I now stand alone before the Commonwealth of Tennessee to answer for the affair.
Tell my friends I am in the midst of consolation here.
Richard was engaged to a young lady of amiable disposition and fine mental
To her he thus writes:--
Oh, dearest! Canst thou upbraid me? canst thou call it crime? wouldst thou
call it crime, or couldst thou upbraid me, for rescuing, or attempting to
rescue, thy father, mother, or brother and sister,
or even friends, from a captivity among a cruel race of oppressors? Oh, couldst
thou only see what I have seen, and hear what I have heard, of the sad, vexatious,
degrading, and soul-trying situation of as noble minds as ever the Anglo-Saxon
race were possessed of, mourning in vain for that universal heaven-born boon
of freedom which an all-wise and beneficent Creator has designed for all,
thou couldst not censure, but wouldst deeply sympathise with me! Take all
these things into consideration, and the thousands of poor mortals who are
dragging out far more miserable lives than mine will be, even at ten years
in the Penitentiary, and thou wilt not look upon my fate with so much horror
as thou would at first thought.
In another letter he adds:--
Have happy hours here, and I should not be miserable if I could only know
you were not sorrowing for me at home. It would give me more satisfaction
to hear that you were not grieving about me than anything else.

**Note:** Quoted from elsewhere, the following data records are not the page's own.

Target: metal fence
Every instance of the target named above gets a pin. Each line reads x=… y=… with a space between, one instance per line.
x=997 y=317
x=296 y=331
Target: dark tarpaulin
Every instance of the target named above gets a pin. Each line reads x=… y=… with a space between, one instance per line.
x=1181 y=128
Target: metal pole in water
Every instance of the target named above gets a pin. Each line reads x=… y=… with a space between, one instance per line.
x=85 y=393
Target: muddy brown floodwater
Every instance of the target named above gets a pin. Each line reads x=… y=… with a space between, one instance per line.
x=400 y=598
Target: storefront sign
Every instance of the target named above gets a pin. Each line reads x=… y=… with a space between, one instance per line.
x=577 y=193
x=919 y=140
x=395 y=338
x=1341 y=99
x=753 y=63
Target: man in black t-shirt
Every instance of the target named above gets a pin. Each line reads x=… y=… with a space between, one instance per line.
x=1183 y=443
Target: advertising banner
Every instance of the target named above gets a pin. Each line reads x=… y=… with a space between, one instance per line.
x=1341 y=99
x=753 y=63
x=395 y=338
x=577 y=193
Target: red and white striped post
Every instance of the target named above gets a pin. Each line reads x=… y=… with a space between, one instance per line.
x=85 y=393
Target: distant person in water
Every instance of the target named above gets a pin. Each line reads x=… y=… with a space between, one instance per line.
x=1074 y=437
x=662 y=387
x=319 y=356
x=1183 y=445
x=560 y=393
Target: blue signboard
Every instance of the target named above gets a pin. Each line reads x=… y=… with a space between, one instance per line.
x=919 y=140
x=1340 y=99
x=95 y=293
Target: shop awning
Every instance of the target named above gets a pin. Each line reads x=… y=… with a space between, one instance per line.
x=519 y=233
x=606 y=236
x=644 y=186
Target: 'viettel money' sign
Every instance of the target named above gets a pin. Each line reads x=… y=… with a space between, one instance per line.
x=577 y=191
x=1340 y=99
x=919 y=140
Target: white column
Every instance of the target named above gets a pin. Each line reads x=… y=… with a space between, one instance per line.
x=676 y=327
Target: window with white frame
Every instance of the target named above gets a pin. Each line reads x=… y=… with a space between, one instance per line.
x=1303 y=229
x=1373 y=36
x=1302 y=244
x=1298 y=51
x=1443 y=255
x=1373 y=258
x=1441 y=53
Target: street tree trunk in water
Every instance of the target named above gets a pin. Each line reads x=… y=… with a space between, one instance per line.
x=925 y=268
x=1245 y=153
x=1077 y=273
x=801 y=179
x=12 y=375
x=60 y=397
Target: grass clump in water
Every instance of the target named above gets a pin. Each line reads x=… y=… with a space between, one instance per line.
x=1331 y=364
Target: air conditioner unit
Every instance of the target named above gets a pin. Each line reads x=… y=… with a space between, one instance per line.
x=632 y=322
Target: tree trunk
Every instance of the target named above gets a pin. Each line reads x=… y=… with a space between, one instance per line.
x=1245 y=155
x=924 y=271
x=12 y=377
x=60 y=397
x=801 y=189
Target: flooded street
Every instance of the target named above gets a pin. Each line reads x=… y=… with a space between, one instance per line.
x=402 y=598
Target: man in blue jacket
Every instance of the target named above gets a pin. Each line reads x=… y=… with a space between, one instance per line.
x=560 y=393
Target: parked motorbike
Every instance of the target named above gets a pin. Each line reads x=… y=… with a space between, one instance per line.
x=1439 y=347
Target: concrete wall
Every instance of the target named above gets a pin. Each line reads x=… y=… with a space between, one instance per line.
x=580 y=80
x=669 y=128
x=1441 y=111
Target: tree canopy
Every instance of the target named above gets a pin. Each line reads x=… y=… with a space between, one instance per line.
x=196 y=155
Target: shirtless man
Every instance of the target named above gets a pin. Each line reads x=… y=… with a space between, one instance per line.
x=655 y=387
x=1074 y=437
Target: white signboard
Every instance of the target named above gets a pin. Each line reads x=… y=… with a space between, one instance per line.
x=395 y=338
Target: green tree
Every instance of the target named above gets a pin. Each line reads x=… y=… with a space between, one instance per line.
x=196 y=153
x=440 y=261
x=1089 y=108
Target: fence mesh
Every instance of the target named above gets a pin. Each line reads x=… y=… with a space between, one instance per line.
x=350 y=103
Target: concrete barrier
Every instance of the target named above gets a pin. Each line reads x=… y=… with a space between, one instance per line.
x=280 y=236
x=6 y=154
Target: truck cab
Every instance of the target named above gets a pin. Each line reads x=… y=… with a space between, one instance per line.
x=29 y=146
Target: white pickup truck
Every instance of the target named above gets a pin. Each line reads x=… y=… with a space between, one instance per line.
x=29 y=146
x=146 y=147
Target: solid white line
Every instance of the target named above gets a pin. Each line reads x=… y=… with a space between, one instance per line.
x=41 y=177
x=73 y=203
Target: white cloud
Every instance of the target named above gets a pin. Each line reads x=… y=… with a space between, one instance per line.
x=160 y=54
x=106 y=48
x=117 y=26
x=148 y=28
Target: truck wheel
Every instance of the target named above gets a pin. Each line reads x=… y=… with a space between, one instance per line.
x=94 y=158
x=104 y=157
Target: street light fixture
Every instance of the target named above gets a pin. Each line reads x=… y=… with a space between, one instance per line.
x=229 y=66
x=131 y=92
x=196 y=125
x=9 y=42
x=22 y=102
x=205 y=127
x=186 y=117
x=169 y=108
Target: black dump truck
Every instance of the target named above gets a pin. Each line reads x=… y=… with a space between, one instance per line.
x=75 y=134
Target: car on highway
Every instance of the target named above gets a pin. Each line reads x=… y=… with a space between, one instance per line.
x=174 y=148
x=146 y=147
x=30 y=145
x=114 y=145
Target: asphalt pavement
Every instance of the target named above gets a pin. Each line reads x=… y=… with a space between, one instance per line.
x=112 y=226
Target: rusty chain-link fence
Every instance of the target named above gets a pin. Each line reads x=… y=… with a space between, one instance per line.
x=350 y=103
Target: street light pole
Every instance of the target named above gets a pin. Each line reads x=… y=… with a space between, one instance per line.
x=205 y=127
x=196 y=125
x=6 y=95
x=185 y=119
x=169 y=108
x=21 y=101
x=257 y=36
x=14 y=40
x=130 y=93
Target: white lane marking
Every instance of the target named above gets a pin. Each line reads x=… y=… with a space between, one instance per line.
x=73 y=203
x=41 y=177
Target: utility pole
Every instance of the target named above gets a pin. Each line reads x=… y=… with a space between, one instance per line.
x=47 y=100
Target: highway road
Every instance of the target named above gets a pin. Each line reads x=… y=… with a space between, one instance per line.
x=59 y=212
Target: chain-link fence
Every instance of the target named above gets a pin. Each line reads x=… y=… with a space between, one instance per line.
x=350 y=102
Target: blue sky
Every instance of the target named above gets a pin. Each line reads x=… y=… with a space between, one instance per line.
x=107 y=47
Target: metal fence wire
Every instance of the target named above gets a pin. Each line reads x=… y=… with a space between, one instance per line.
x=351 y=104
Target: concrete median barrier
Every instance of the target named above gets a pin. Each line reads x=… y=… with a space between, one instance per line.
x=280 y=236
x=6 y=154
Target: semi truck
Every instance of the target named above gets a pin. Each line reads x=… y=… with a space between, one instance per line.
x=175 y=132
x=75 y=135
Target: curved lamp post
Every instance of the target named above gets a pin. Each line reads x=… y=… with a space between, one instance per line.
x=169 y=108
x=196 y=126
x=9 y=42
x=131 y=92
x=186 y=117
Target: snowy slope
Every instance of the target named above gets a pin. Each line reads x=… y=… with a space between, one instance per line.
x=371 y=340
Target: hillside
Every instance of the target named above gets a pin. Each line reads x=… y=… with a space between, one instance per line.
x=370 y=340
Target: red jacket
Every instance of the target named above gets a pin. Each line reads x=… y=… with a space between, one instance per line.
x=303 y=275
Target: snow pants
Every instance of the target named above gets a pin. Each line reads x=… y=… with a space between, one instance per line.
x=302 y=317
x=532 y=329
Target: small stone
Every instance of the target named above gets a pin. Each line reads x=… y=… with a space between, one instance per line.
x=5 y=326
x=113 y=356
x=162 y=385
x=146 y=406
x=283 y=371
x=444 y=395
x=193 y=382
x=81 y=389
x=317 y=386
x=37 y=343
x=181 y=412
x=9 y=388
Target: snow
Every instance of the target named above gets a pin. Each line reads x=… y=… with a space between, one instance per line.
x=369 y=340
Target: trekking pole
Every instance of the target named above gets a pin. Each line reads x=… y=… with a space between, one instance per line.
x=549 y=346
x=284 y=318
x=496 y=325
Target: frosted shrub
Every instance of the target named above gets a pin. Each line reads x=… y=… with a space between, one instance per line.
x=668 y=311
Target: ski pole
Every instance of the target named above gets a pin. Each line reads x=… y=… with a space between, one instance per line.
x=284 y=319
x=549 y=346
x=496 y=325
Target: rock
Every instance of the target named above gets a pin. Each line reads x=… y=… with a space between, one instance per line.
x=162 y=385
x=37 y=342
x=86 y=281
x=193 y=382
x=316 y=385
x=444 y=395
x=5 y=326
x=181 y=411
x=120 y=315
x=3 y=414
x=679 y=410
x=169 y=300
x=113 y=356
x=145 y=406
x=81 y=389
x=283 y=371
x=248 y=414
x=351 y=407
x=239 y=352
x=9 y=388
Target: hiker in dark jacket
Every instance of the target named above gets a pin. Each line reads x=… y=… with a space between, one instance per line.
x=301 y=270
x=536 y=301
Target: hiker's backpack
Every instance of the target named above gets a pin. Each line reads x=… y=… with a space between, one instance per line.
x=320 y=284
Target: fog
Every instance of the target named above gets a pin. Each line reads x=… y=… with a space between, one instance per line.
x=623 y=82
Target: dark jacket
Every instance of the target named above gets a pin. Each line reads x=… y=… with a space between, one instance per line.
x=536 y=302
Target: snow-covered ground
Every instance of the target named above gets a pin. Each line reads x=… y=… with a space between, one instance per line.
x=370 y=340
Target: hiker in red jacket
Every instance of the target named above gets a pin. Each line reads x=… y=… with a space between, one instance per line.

The nearer I live to the principle of the commandment, "Love thy
neighbour as thyself," the more enjoyment I have of this life. None
can know the enjoyments that flow from feelings of good-will towards our fellow-beings,
both friends and enemies, but those who cultivate them. Even in my prison-cell
I may be happy, if I will. For the Christian's consolation cannot be shut
out from him by enemies or iron gates.
In another letter to the lady before alluded to he says:--
By what I am able to learn, I believe thy "Richard" has not
fallen altogether unlamented; and the satisfaction it gives me is sufficient
to make my prison life more pleasant and desirable than even a life of liberty
without the esteem and respect of my friends. But it gives bitterness to the
cup of my afflictions to think that my dear friends and relatives have to
suffer such grief and sorrow for me.
Though persecution ever so severe be my lot, yet I will not allow my indignation
ever to ripen into revenge even against my bitterest enemies; for there will
be a time when all things must be revealed before Him who has said, "Vengeance
is mine, I will repay." Yes, my heart shall ever glow with love for
my poor fellow- mortals, who are hastening rapidly on to their final destination--the
awful tomb and the solemn judgment.
Perhaps it will give thee some consolation for me to tell thee that I believe
there is a considerable sympathy existing in the minds of some of the better
portion of the citizens here, which may be of some benefit to me. But all
that can be done in my behalf will still leave my case a sad one. Think not,
however, that it is all loss to me, for by my calamity I have learned many
good and useful lessons, which I hope may yet prove both temporal and spiritual
blessings to me.
"Behind a frowning Providence
He hides a smiling face."
Therefore, I hope thou and my dear distressed parents will be somewhat
comforted about me, for I know you regard my spiritual welfare far more than
In his next letter to the same friend, he says:--
Since I wrote my last, I have had a severe moral conflict, in which, I
believe, the right conquered, and has completely gained the ascendancy. The
matter was this:--A man with whom I have become acquainted since my imprisonment
offered to bail me out and let me stay away from my trial, and pay the bail-bonds
for me, and was very anxious to do it. [Here he mentions that the funds held
by this individual had been placed in his hands by a person who obtained them
by dishonest means.] But having learned the above facts, which he in confidence
made known to me, I declined accepting his offer, giving him my reasons in
full. The matter rests with him, my attorneys, and myself. My attorneys do
not know who he is; but, with his permission, I in confidence informed them
of the nature of the case, after I came to a conclusion upon the subject,
and had determined not to accept the offer; which was approved by them. I
also had an offer of iron saws, and files, and other tools, by which I could
break jail; but I refused them also, as I do not wish to pursue
any such underhanded course to extricate myself from my present difficulties;
for when I leave Tennessee--if ever I do--I am determined to leave
it a free man. Thou need not fear that I shall ever stoop to dishonourable
means to avoid my severe impending fate. When I meet thee again, I want to
meet thee with a clear conscience, and a character unspotted by disgrace.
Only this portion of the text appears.